Lugging a huge carryon with my textbooks inside and multiple bags through security, I reached the gate and was asked to consolidate my bags (more hassle) and found that there was no more overhead space in the plane. I had to check my carryon into the cargo of the plane, and the flight attendants were confused by the roundabout itinerary. I feared they would end up losing my carryon. My seat was between two grumpy businesspeople late for their meetings, and when the pilot announced there would be delays because of the weather, they became even more disgruntled. My friend was seated a few rows back, similarly unhappy with her seat assignment. Luckily it was a short flight.

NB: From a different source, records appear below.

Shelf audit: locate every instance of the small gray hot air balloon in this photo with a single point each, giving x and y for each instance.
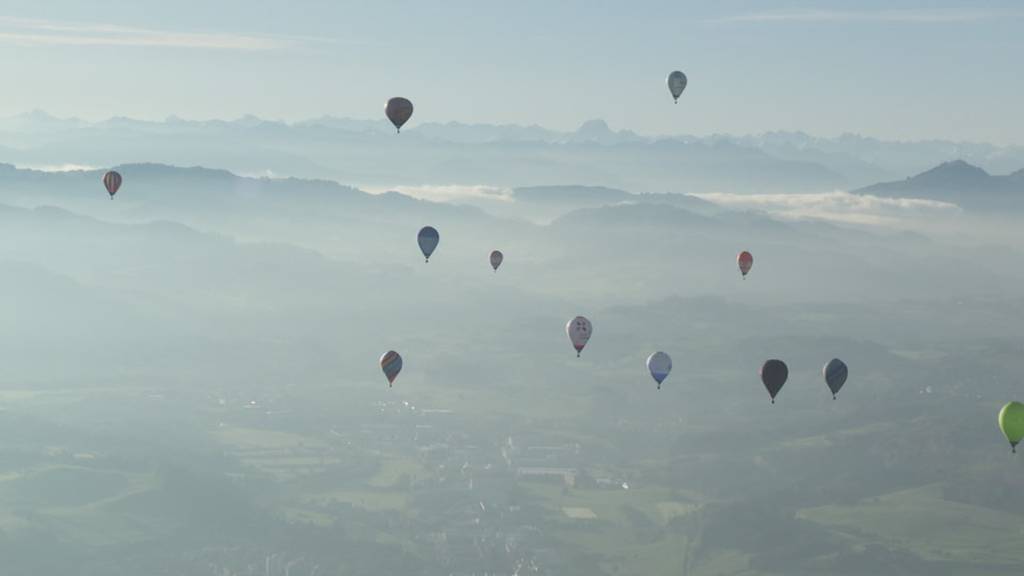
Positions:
(835, 373)
(579, 330)
(428, 239)
(112, 181)
(398, 111)
(659, 365)
(773, 375)
(677, 83)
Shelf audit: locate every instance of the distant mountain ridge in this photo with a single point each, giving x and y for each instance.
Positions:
(960, 182)
(368, 153)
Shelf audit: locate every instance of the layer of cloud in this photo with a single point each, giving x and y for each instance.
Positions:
(57, 167)
(28, 32)
(836, 206)
(936, 15)
(451, 193)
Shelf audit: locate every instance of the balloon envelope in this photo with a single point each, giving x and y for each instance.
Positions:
(835, 373)
(112, 180)
(744, 260)
(391, 365)
(677, 83)
(579, 330)
(398, 111)
(773, 375)
(428, 239)
(659, 365)
(1012, 422)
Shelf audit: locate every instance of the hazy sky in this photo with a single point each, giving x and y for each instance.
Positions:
(890, 69)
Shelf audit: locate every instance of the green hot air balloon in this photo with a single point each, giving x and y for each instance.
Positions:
(1012, 423)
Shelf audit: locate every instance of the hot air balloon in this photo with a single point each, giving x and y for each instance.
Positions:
(428, 239)
(579, 330)
(1012, 423)
(112, 180)
(835, 373)
(773, 375)
(398, 111)
(391, 365)
(745, 260)
(659, 365)
(677, 83)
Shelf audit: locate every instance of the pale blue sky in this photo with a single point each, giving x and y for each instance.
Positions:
(889, 69)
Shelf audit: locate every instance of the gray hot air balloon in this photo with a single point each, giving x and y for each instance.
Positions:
(659, 365)
(835, 373)
(579, 330)
(773, 375)
(398, 111)
(428, 239)
(677, 83)
(112, 180)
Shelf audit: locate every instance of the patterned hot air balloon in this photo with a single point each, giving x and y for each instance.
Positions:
(677, 83)
(835, 373)
(391, 365)
(745, 260)
(659, 365)
(579, 330)
(773, 375)
(112, 180)
(398, 111)
(428, 239)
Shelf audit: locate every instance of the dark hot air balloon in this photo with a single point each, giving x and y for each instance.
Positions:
(112, 180)
(398, 111)
(773, 375)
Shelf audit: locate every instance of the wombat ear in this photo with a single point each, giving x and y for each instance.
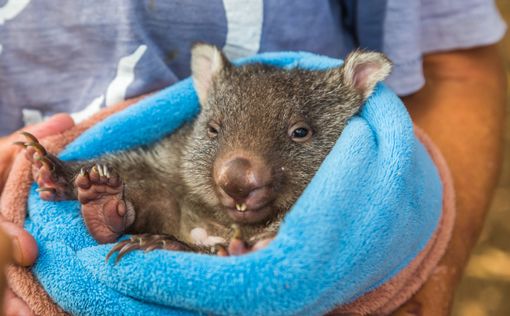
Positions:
(362, 70)
(206, 62)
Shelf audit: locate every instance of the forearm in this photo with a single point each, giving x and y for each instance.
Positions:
(462, 108)
(6, 157)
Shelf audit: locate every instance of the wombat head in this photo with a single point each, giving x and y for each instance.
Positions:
(263, 131)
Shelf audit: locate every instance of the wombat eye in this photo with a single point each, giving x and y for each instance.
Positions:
(213, 129)
(300, 132)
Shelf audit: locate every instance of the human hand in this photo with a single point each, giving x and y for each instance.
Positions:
(16, 244)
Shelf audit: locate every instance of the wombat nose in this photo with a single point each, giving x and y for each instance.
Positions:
(238, 177)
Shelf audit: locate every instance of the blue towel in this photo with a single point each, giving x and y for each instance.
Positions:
(370, 209)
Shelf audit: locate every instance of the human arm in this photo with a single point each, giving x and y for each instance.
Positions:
(461, 107)
(15, 242)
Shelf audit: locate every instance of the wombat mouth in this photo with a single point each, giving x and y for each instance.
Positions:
(250, 216)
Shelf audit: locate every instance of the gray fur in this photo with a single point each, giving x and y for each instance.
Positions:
(170, 184)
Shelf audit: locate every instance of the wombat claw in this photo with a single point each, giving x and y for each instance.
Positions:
(52, 184)
(146, 242)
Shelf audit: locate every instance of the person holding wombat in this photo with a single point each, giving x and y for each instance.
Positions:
(153, 57)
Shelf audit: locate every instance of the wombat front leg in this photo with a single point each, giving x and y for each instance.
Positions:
(239, 246)
(51, 174)
(105, 210)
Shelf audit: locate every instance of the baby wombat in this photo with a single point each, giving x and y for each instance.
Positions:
(261, 135)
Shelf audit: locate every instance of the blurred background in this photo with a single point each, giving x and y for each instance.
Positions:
(485, 288)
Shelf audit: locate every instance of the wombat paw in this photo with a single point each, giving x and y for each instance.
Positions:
(146, 242)
(238, 246)
(105, 211)
(47, 170)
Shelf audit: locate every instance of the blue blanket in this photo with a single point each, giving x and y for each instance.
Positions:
(370, 209)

Lost and confused at the stopover airport, we had to catch a bus to a different terminal because we were switching to a different airline. The first bus drove by without stopping, but we caught the second one. My friend and I barely made it to the gate in time, and I was overwhelmed with the bags I had to carry. She ran off to buy a magazine last-minute, and we were the last ones to board – only to see that most of the seats were full of elementary school children on a field trip, and that we were seated across the aisle from each other (an improvement from the previous flight) directly in front of the lavatory, in the last row flush against the wall. I had planned to sleep on this long haul, but there was no chance of that happening with kids constantly in line for the bathroom, chatting and laughing incessantly and bumping up against the back of my seat. I usually enjoy being around the younger set, but not at that moment. Even the anti-anxiety/sleeping medication I took had little effect on me, and I was exhausted, frustrated, cranky, and depressed and crying (due to emotional wounds that were reopened during my stay). Leg room was minimal and my seat wouldn’t fully recline, and the space between our row of seats and the one in front of us was very narrow. In addition, the girl in front of me had reclined her seat all the way back. This made it extremely difficult for the heavy woman sitting in the window seat to squeeze past in order to use the restroom, and I was disturbed multiple times in my half-sleep. Finally we touched down at my home airport, much later than what we had told the people who were picking us up. We waited and waited and waited at the baggage claim as all the suitcases rolled out, and discovered that my fears had been confirmed – the unconventional route back home led to the airlines losing our bags in transit. Fortunately, they were located and they’ll eventually be delivered to our homes.

If only we had been one minute earlier.